Four of the top five finishers were Australians.
“It was awesome,” McMahon said. “It was a world-class field. You got all those Aussie boys with Crowie (Craig Alexander) and that makes a dynamic race. Those Tim guys, (Reed and Berkel) they are very fast. I wanted to win this. I think I was very ready but sometimes things don’t click.”
In the women’s race, Swiss three-time defending champion Caroline Steffen survived a crash in the bike leg at the South Coastal Road (SCR) to win her fourth straight title.
Steffen fell off her bike at a crowded area at the SCR but was still able to continue despite some minor injuries.
“I just kept on going because I wanted to finish the race. The lesson is never give up if you can finish the race,” said the 37-year-old Steffen. “I should be back training after a one-week rest.”

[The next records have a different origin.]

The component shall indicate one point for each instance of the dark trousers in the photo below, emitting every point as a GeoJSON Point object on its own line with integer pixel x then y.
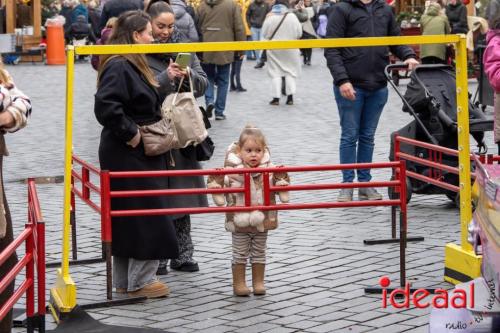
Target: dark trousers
{"type": "Point", "coordinates": [432, 60]}
{"type": "Point", "coordinates": [306, 53]}
{"type": "Point", "coordinates": [236, 74]}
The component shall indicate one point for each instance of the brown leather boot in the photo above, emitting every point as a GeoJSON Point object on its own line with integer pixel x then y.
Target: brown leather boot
{"type": "Point", "coordinates": [239, 283]}
{"type": "Point", "coordinates": [258, 279]}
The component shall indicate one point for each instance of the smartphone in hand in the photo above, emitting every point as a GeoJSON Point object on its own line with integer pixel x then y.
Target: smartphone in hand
{"type": "Point", "coordinates": [183, 59]}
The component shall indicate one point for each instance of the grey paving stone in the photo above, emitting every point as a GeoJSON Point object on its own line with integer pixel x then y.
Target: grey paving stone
{"type": "Point", "coordinates": [332, 326]}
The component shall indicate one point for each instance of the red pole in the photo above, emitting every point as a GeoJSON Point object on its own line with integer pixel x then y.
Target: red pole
{"type": "Point", "coordinates": [30, 276]}
{"type": "Point", "coordinates": [85, 181]}
{"type": "Point", "coordinates": [41, 266]}
{"type": "Point", "coordinates": [106, 229]}
{"type": "Point", "coordinates": [403, 224]}
{"type": "Point", "coordinates": [267, 193]}
{"type": "Point", "coordinates": [248, 197]}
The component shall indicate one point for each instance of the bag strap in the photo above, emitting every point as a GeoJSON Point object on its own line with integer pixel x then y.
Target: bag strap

Steffen, who completed the race in 4:23:54, explained what caused the crash: “I think about 20 people suddenly crossed the road after someone famous racing passed on at the other side and the people wanted to get a better view. So they all crossed the road. I tried to use the brakes but I couldn’t stop. So I just crashed and fell off, hitting a little girl. The marshals came over and asked if everything was okay. I said ‘yes’ and just kept on racing.”
Beth Gerdes of the USA finished with a time of 4:29.07 for second place while Australian Dimity Lee Duke (4:29.36) finished third.
ACT OF SPORTSMANSHIP
Cameron Brown, who placed 11th in the men’s pro division, received some praises after helping Steffen get back after the crash. Brown finished with a time of 4:22.47.
He stopped and got off his bike to help Steffen and even waited until medics and marshals arrived, causing him to lose precious time.
His heroic act was not unnoticed as Sunrise Event Inc. (SEI) CEO and President Wilfred Steven Uytengsu Jr. honored him by creating the “Cameron Brown Sportsmanship Award.” This award will be given to the triathlete who shows selflessness, compassion to fellow triathletes during the race.
“There’s more to winning in triathlon and that is trying to test yourself but often we forget about sportsmanship. Today, we saw one of the great triathletes show tremendous sportsmanship. He put his personal race on hold to take care of his fellow triathlete,” said Uytengsu Jr.
Meanwhile, crowd-favorite Belinda Granger, 45, of Australia was emotional when she crossed the finish line at fifth place with a time of 4:42.00.
The race yesterday was her second to the last pro race after she announced her retirement in 2014 from the coveted division after 20 years in the sport. She promised she will continue joining races here in the country as an age grouper.